Leveraged Loan Rally Extends as Cash Pours Back in
(Bloomberg) -- U.S. leveraged loans traded higher in the secondary market on Monday as money flowed back into exchange-traded funds. The market is underpinned by the rates outlook and firm economic fundamentals, though it remains susceptible to another big drop in equities.
Building on Friday’s rally -- the best one-day loan return in 10 years -- investors continued to buy the more liquid loans in the secondary. Dell’s $5 billion term loan rose by about 0.5 cents to 98.5 cents on the dollar Monday, after gaining 2 cents on Friday, according to loan traders who are not authorized to speak publicly.
Envision’s $5.45 billion term loan rose to 97.25 bid, up 0.75 after Friday’s 2.5-point rally, said the traders, who asked not to be identified. Burger King’s $6.3 billion term loan, another big gainer on Friday, increased to 98.5 cents on Monday.
"Valuations just got too cheap, unless you expect a recession and a spike in default activity," said Michael Marzouk, a portfolio manager at Pacific Asset Management, in an email on Jan. 4.
The benchmark S&P/LSTA Leveraged Loan Price Index jumped to 94.92 on Friday, up from 93.81 -- the lowest since July 2016 -- on Dec. 28. The leap boosted loan returns to 0.94 percent on Friday, the best one-session performance since Jan. 7, 2009.
Loans also benefited from the first significant influx of cash to ETFs in weeks. SPDR Blackstone/GSO Senior Loan ETF, the largest actively managed loan ETF with ticker SRLN, posted the second largest inflow in its history on Friday.
Invesco Senior Loan ETF, the biggest passively managed loan ETF -- which reports with a one-day lag under the ticker BKLN -- is expected to have had a big Friday as well, according to Eric Balchunas, ETF analyst at Bloomberg Intelligence.
"I would not be surprised if we see record daily inflows or something close to for BKLN on Friday," Balchunas said today. He noted that since high-yield bond and loan ETFs were so beaten up, "they pop a little faster and higher."
ETFs are a small fraction of the buyer base for leveraged loans. But the inflows had a significant positive impact on sentiment, raising hopes of an end to a big run of outflows, according to loan market participants.
The secondary surge lured borrowers back in. At least five issuers scheduled bank meetings to syndicate new deals, including a $740 million term loan to back a buyout of software provider Cast & Crew, after the slowest December since 2011.
Boosting the tone after a rough December for leveraged loans was a strong jobs report and a more dovish tone from Federal Reserve Chairman Jerome Powell.
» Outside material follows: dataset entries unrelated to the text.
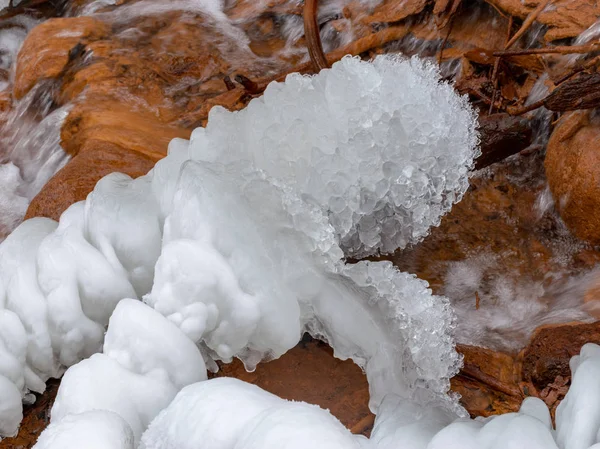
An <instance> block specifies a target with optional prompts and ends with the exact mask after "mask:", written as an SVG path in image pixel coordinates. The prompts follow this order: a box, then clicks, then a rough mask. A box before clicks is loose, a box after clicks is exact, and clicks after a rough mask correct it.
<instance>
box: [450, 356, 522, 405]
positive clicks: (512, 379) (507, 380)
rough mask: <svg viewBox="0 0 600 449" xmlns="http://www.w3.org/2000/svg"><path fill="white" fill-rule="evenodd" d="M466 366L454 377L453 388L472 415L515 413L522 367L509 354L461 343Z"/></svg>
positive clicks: (519, 388)
mask: <svg viewBox="0 0 600 449" xmlns="http://www.w3.org/2000/svg"><path fill="white" fill-rule="evenodd" d="M456 349H457V350H458V352H460V353H461V354H463V356H464V366H463V368H462V369H461V371H460V373H459V374H458V375H457V376H455V377H454V378H452V379H451V381H450V383H451V386H452V391H454V392H456V393H459V394H460V395H461V404H462V405H463V406H464V407H465V408H466V409H467V410H468V411H469V413H470V414H471V416H490V415H497V414H499V413H509V412H515V411H517V410H518V409H519V407H520V406H521V402H522V401H523V393H522V392H521V389H520V388H519V369H518V365H517V364H516V363H515V360H514V359H513V357H511V356H510V355H508V354H505V353H502V352H497V351H492V350H489V349H484V348H478V347H475V346H466V345H458V346H457V348H456Z"/></svg>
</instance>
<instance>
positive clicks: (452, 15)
mask: <svg viewBox="0 0 600 449" xmlns="http://www.w3.org/2000/svg"><path fill="white" fill-rule="evenodd" d="M453 26H454V15H452V16H451V17H450V19H449V23H448V33H446V37H445V38H444V42H442V46H441V47H440V54H439V56H438V65H440V64H441V63H442V55H443V54H444V47H445V46H446V44H447V43H448V39H449V38H450V33H452V27H453Z"/></svg>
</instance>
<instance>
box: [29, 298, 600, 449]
mask: <svg viewBox="0 0 600 449" xmlns="http://www.w3.org/2000/svg"><path fill="white" fill-rule="evenodd" d="M119 307H120V306H119ZM97 357H101V356H100V355H96V356H94V357H92V358H91V359H90V360H94V359H95V358H97ZM86 362H87V361H85V362H82V363H81V364H84V363H86ZM571 369H572V384H571V388H570V390H569V392H568V393H567V395H566V397H565V399H564V400H563V401H562V402H561V404H560V405H559V406H558V409H557V412H556V429H554V428H553V426H552V420H551V417H550V411H549V410H548V407H547V406H546V404H545V403H544V402H543V401H542V400H541V399H538V398H534V397H529V398H526V399H525V400H524V401H523V403H522V404H521V408H520V410H519V412H518V413H507V414H504V415H497V416H492V417H489V418H476V419H469V418H460V417H457V415H456V414H454V413H453V412H452V411H449V410H448V409H447V408H443V407H438V406H435V405H431V404H420V403H417V402H414V401H410V400H406V399H405V398H400V397H397V396H395V395H388V396H387V397H386V399H385V400H384V401H383V403H382V404H381V406H380V408H379V412H378V415H377V418H376V420H375V426H374V429H373V432H372V435H371V438H370V439H366V438H365V437H363V436H359V435H352V434H351V433H350V431H349V430H347V429H346V428H345V427H344V426H343V425H342V424H341V423H340V422H339V421H338V420H337V419H336V418H335V417H333V416H332V415H331V414H329V413H328V412H327V411H326V410H323V409H320V408H319V407H317V406H313V405H309V404H305V403H301V402H289V401H286V400H283V399H280V398H279V397H277V396H274V395H272V394H270V393H268V392H266V391H264V390H262V389H260V388H259V387H257V386H255V385H251V384H247V383H245V382H242V381H240V380H237V379H231V378H219V379H212V380H208V381H203V382H197V383H193V384H190V385H188V386H186V387H184V388H183V389H182V390H181V391H179V393H178V394H177V396H175V399H174V400H173V401H172V402H171V403H170V404H169V405H168V406H167V407H166V408H165V409H163V410H162V411H161V412H160V413H158V414H157V415H156V417H155V418H154V419H153V420H152V422H151V423H150V425H149V427H148V429H147V430H146V431H145V432H144V433H143V434H142V435H141V437H140V438H139V441H140V444H139V446H137V447H139V448H140V449H175V448H177V449H188V448H189V449H192V448H197V447H200V446H201V447H203V448H206V449H270V448H273V449H275V448H277V449H305V448H307V447H315V448H323V449H353V448H354V449H360V448H363V449H368V448H372V449H397V448H402V449H504V448H515V449H521V448H523V449H524V448H527V449H530V448H531V449H597V448H598V447H600V437H599V434H600V432H599V430H600V402H599V401H598V397H600V390H599V388H598V376H599V375H600V346H598V345H595V344H587V345H585V346H583V348H582V349H581V354H580V355H579V356H575V357H573V358H572V359H571ZM67 375H69V373H67ZM88 388H91V387H89V385H85V386H84V387H82V389H81V391H79V393H82V394H83V395H84V396H86V395H89V390H87V389H88ZM72 393H73V394H74V393H75V392H72ZM97 396H99V395H97ZM71 400H72V401H74V399H73V398H71ZM92 405H93V406H98V405H99V402H98V401H96V402H95V403H93V404H92ZM90 407H91V405H90V406H88V408H87V410H86V411H84V412H82V413H77V412H75V413H73V414H69V415H66V416H65V417H64V418H62V419H59V420H58V422H56V419H55V417H54V413H55V411H54V409H53V423H52V424H51V425H50V426H49V427H48V429H47V430H45V431H44V433H42V435H41V437H40V440H39V442H38V443H37V445H36V446H35V447H36V449H56V448H61V449H65V448H66V449H70V448H75V447H78V446H77V443H79V444H81V442H82V441H89V438H90V435H96V434H97V435H99V436H101V438H99V441H100V443H97V444H96V446H94V447H97V448H98V449H104V448H118V449H121V448H123V449H125V448H126V449H129V448H133V447H136V446H135V444H132V441H133V437H132V432H131V428H130V427H129V426H128V425H127V424H126V423H125V422H124V420H123V419H122V418H120V416H123V415H121V414H118V413H115V412H113V410H112V409H103V410H102V411H90V410H89V408H90ZM61 416H63V415H61ZM100 430H102V431H103V433H102V434H100V433H99V432H100ZM84 432H89V434H88V435H86V434H85V433H84ZM109 439H110V440H111V441H113V443H112V444H113V445H112V446H109V445H107V444H106V443H105V441H106V440H109ZM136 441H137V440H136ZM58 442H60V444H59V443H58ZM94 442H95V441H94Z"/></svg>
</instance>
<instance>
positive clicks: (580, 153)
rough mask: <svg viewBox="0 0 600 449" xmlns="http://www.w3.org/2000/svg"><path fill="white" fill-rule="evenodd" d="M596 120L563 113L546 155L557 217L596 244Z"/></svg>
mask: <svg viewBox="0 0 600 449" xmlns="http://www.w3.org/2000/svg"><path fill="white" fill-rule="evenodd" d="M599 144H600V118H598V117H596V116H595V115H594V114H593V113H591V112H588V111H575V112H570V113H567V114H565V115H564V116H563V117H562V118H561V119H560V121H559V123H558V124H557V126H556V128H555V129H554V132H553V133H552V136H551V138H550V141H549V142H548V149H547V154H546V161H545V167H546V176H547V177H548V184H549V185H550V189H551V190H552V195H553V196H554V199H555V201H556V203H557V206H558V210H559V212H560V215H561V217H562V218H563V220H564V221H565V223H566V224H567V226H569V229H571V231H572V232H573V233H574V234H575V235H577V236H578V237H579V238H581V239H583V240H587V241H589V242H590V243H592V244H594V245H598V244H600V218H599V217H598V216H597V215H596V214H595V213H594V211H597V210H598V208H599V207H600V154H598V145H599Z"/></svg>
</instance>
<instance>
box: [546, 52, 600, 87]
mask: <svg viewBox="0 0 600 449" xmlns="http://www.w3.org/2000/svg"><path fill="white" fill-rule="evenodd" d="M598 62H600V56H596V57H595V58H592V59H590V60H589V61H586V62H585V63H584V64H582V65H580V66H579V67H576V68H574V69H573V70H572V71H570V72H569V73H567V74H566V75H564V76H562V77H561V78H559V79H558V80H556V83H555V84H556V85H557V86H558V85H559V84H562V83H564V82H565V81H567V80H568V79H571V78H573V77H574V76H575V75H577V74H578V73H581V72H583V71H585V70H587V69H589V68H590V67H593V66H594V65H596V64H598Z"/></svg>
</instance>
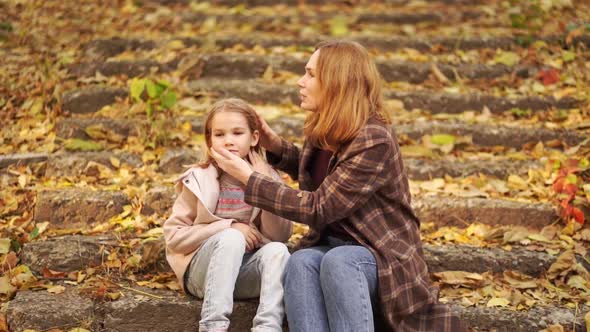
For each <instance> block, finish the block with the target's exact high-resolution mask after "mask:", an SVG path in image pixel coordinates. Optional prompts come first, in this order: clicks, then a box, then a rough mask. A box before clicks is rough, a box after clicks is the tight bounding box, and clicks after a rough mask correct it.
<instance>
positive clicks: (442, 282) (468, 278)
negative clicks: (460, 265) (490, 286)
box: [433, 271, 484, 287]
mask: <svg viewBox="0 0 590 332" xmlns="http://www.w3.org/2000/svg"><path fill="white" fill-rule="evenodd" d="M433 275H434V276H435V277H436V278H438V279H439V280H440V282H442V283H445V284H448V285H461V286H466V287H479V286H481V285H482V284H483V283H484V279H483V276H482V275H481V274H479V273H471V272H465V271H444V272H437V273H434V274H433Z"/></svg>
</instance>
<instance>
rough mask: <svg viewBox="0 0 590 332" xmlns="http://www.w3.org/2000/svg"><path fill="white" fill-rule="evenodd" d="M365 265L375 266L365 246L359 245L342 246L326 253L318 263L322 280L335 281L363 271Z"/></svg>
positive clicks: (371, 255) (364, 271) (369, 254)
mask: <svg viewBox="0 0 590 332" xmlns="http://www.w3.org/2000/svg"><path fill="white" fill-rule="evenodd" d="M367 267H376V264H375V258H374V257H373V255H372V254H371V252H370V251H368V250H367V249H366V248H364V247H361V246H342V247H337V248H334V249H332V250H330V251H328V252H327V253H326V255H324V257H323V259H322V263H321V265H320V275H321V278H322V280H323V281H330V280H332V281H335V282H339V280H340V279H341V278H342V277H343V276H344V277H346V276H350V275H351V274H352V273H354V272H362V273H365V270H366V269H367Z"/></svg>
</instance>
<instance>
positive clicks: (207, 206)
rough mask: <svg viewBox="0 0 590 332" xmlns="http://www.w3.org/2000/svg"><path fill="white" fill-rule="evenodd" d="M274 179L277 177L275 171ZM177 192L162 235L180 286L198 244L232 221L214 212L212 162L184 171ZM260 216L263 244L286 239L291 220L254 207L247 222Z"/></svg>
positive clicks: (215, 179) (252, 222) (213, 167)
mask: <svg viewBox="0 0 590 332" xmlns="http://www.w3.org/2000/svg"><path fill="white" fill-rule="evenodd" d="M273 172H274V171H273ZM273 178H275V179H277V180H280V176H279V175H278V174H277V173H276V172H274V173H273ZM176 194H177V195H178V197H177V198H176V201H175V202H174V206H173V207H172V215H171V216H170V217H169V218H168V220H166V222H165V223H164V238H165V240H166V259H167V260H168V264H170V266H171V267H172V270H173V271H174V273H175V274H176V276H177V277H178V280H179V281H180V284H181V285H183V277H184V272H185V271H186V269H187V267H188V265H189V263H190V261H191V259H192V258H193V256H194V255H195V254H196V253H197V251H198V250H199V248H200V247H201V245H202V244H203V243H204V242H205V240H207V239H208V238H209V237H211V236H213V235H214V234H216V233H218V232H220V231H222V230H224V229H226V228H229V227H230V226H231V223H232V222H233V221H234V220H233V219H223V218H220V217H217V216H215V215H214V214H213V211H215V207H216V206H217V201H218V200H219V181H218V173H217V169H216V168H215V167H214V166H212V165H210V166H209V167H208V168H200V167H193V168H190V169H189V170H187V171H186V172H184V174H182V175H181V176H180V177H179V179H178V180H177V182H176ZM259 216H260V223H259V224H258V229H259V231H260V233H261V234H262V236H263V244H265V243H268V242H270V241H278V242H286V241H287V240H288V239H289V237H290V236H291V233H292V231H293V224H292V223H291V221H289V220H287V219H283V218H280V217H277V216H276V215H274V214H271V213H269V212H266V211H262V212H261V210H260V209H259V208H256V207H255V208H253V211H252V217H251V219H250V223H251V224H252V225H254V221H255V220H256V218H257V217H259Z"/></svg>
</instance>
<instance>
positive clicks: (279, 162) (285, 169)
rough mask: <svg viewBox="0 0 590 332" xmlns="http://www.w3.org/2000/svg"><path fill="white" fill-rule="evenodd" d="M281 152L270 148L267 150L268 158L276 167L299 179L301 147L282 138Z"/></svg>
mask: <svg viewBox="0 0 590 332" xmlns="http://www.w3.org/2000/svg"><path fill="white" fill-rule="evenodd" d="M280 146H281V148H280V149H277V150H280V151H281V152H280V154H275V153H273V152H271V151H270V150H267V151H266V159H267V160H268V163H269V164H270V165H271V166H273V167H274V168H276V169H278V170H281V171H283V172H285V173H287V174H289V176H290V177H291V178H292V179H294V180H296V181H297V178H298V177H299V175H298V173H299V148H298V147H297V146H295V144H293V143H291V142H288V141H287V140H285V139H282V138H281V141H280Z"/></svg>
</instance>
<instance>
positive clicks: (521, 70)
mask: <svg viewBox="0 0 590 332" xmlns="http://www.w3.org/2000/svg"><path fill="white" fill-rule="evenodd" d="M183 61H188V60H186V58H179V59H176V60H174V61H171V62H169V63H158V62H156V61H152V60H137V61H108V62H100V61H90V62H83V63H79V64H74V65H72V66H70V67H69V72H70V74H72V75H74V76H76V77H88V76H94V75H95V74H96V73H97V72H100V73H101V74H102V75H105V76H115V75H126V76H127V77H136V76H145V75H151V73H152V72H153V69H154V68H157V69H158V72H160V73H164V72H170V71H173V70H176V69H178V65H179V63H181V62H183ZM195 61H196V60H195ZM306 62H307V59H296V58H288V57H276V56H274V57H273V56H270V57H268V56H258V55H251V54H249V55H244V54H239V55H236V54H202V55H200V56H199V60H198V64H197V65H195V67H198V68H199V69H198V70H195V73H191V72H188V74H184V75H185V76H189V77H191V78H193V79H194V78H197V77H196V76H197V75H198V77H223V78H227V77H231V78H233V79H253V78H261V77H262V76H263V74H264V73H265V71H266V70H267V68H268V67H269V66H271V67H272V70H274V71H278V70H282V71H288V72H292V73H294V74H296V75H302V74H303V68H304V67H305V63H306ZM432 66H433V64H431V63H420V62H409V61H408V62H404V61H377V67H378V68H379V71H380V73H381V76H382V77H383V79H384V80H386V81H388V82H393V81H400V82H410V83H413V84H420V83H422V82H424V81H426V80H427V79H429V78H430V77H432V73H433V69H432ZM436 67H437V68H438V69H439V70H440V72H441V73H443V74H444V75H445V76H446V77H447V78H448V79H449V80H451V81H455V80H456V79H457V76H458V77H459V78H461V79H473V80H477V79H485V80H491V79H494V78H498V77H501V76H505V75H506V76H507V75H511V74H514V75H516V76H518V77H522V78H527V77H532V76H534V75H535V74H536V73H537V71H538V69H537V68H535V67H530V66H514V67H510V66H506V65H501V64H498V65H482V64H462V65H456V66H455V65H449V64H444V63H438V64H436Z"/></svg>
Both strengthened appetite for high-yield bonds and loans, reassuring investors who had been concerned about rising credit risk if the U.S. tipped into recession and also saw less value in floating-rate assets as a hedge against rising rates.
To be sure, risk assets remain vulnerable to sudden swings in equity and commodity markets, but dedicated investors sound upbeat about the opportunity.
"There have been some very challenging technicals in the market and investors are recognizing that there are some cases in which levels are disconnected from economic fundamentals," said Jonathan Insull, portfolio manager at Crescent Capital, in an email today. "We saw a great jobs print on Friday morning. That along with other indicators point towards no recession. No recession? Then, low defaults. Low defaults? Good returns in credit."